I saw some installed and fell in love with the concept. Then my BIL installed some in his steel roof. Worked fine intil one winters day the snow started to slide and sheered them off, dumping snow on his kitchen floor. Dealer replaced them and added some form of "snow break" that only worked until the next winter.
Been through that. I have a low-pitched standing seam steel roof. Came home to find one sheared off, we had a heavy, heavy wet snow. I had snow fences put above mine, and so far so good after 4 winters. Maybe the low pitch helps with that, snow doesn't get up as much speed probably.
My snow fences clamp on the standing seams with a set screw arrangement.

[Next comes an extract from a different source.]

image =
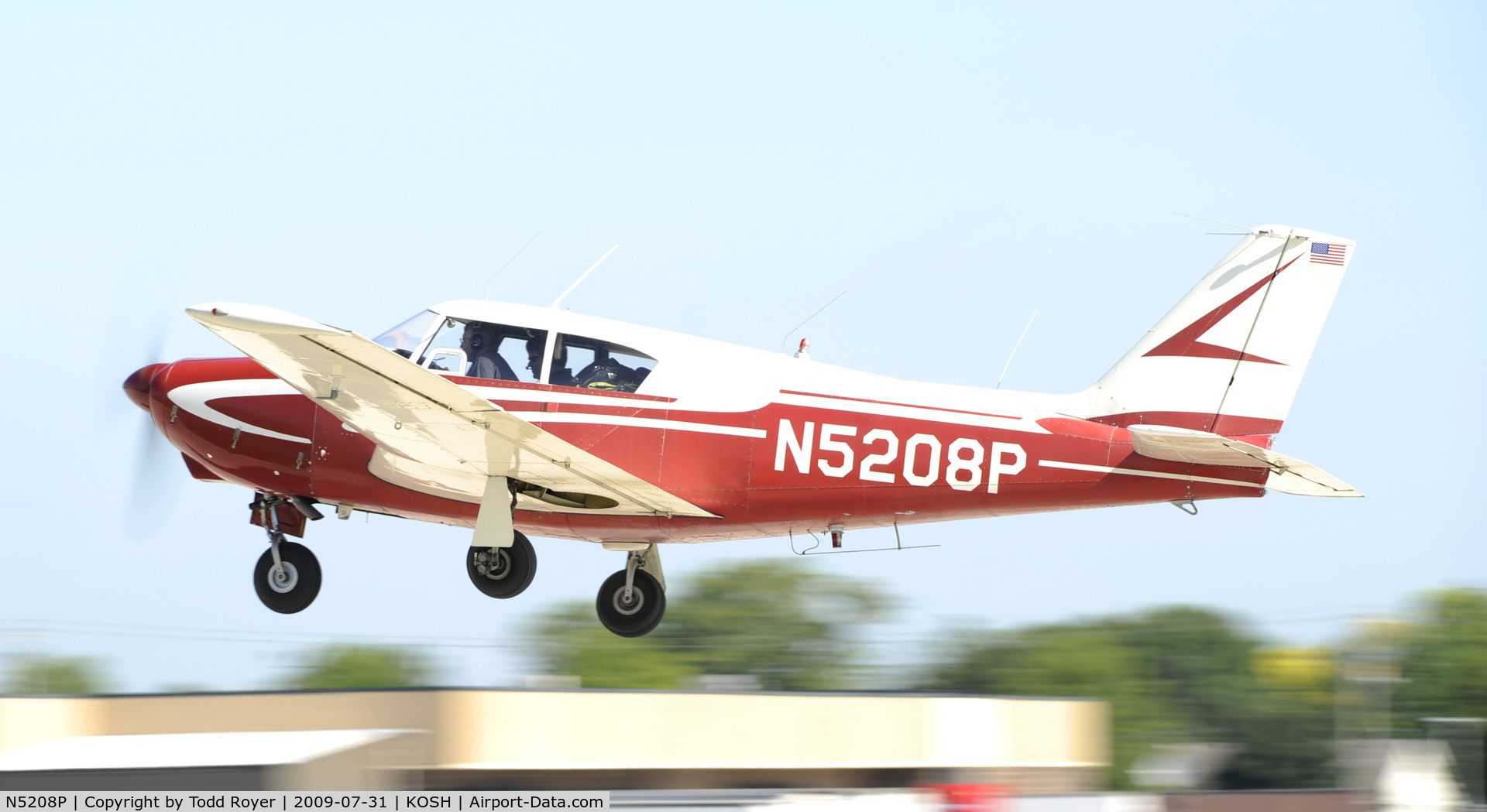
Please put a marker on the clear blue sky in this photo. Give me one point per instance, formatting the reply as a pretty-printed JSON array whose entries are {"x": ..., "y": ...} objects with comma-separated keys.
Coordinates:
[{"x": 952, "y": 167}]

All stainless, so they were not cheap. In hindsight, it was silly to think a piece of plastic was going to survive a snow slide on a metal roof, but hindsight is always 20/20 :laughing:
We have 3 10" SolaTubes, I think they are great, in my case they dump natural daylight into rooms in the rear of our earth-bermed house. I have had visitors try to figure out how to turn the "lights" out
The downsides I have encountered are they get buried when we have a decent snowfall, so I pull the snow off with roof rake. Our roof eave is about 4' off the ground, and the tubes are about 8' up the roof, so no ladder is required. But still, it is a task added to cleaning up after a storm.

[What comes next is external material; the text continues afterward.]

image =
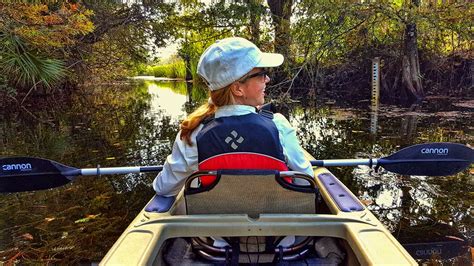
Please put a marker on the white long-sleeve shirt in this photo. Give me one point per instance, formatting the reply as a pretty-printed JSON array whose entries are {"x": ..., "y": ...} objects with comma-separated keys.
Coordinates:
[{"x": 183, "y": 160}]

One tube has been outsmarting me, it leaked during a heavy rain last summer. I refreshed the caulking around the flashing, it had some cracks in the old caulk. All was fine until two weeks ago, leaked again in downpour.
The caulking looked okay, I thought the water must be forming a standing wave above the vertical part of the flashing and going up under the dome seal. Put some caulking there. Had another heavy rain and it leaked again. I plan to take the hose up on the roof and see if I can duplicate what happens, but I may not be able to put enough water down to mimic a downpour. We've had light rains since, it only leaks in a really heavy rain, and wind doesn't seem to be a factor.
Over all, I think they are barely durable enough for northern climates. I would hate to give mine up, but they would be easy to take out and all that would be noticeable is a patch on the roof.
There is an old thread somewhere on SolaTubes, or they were cussed and discussed at length within a home construction thread.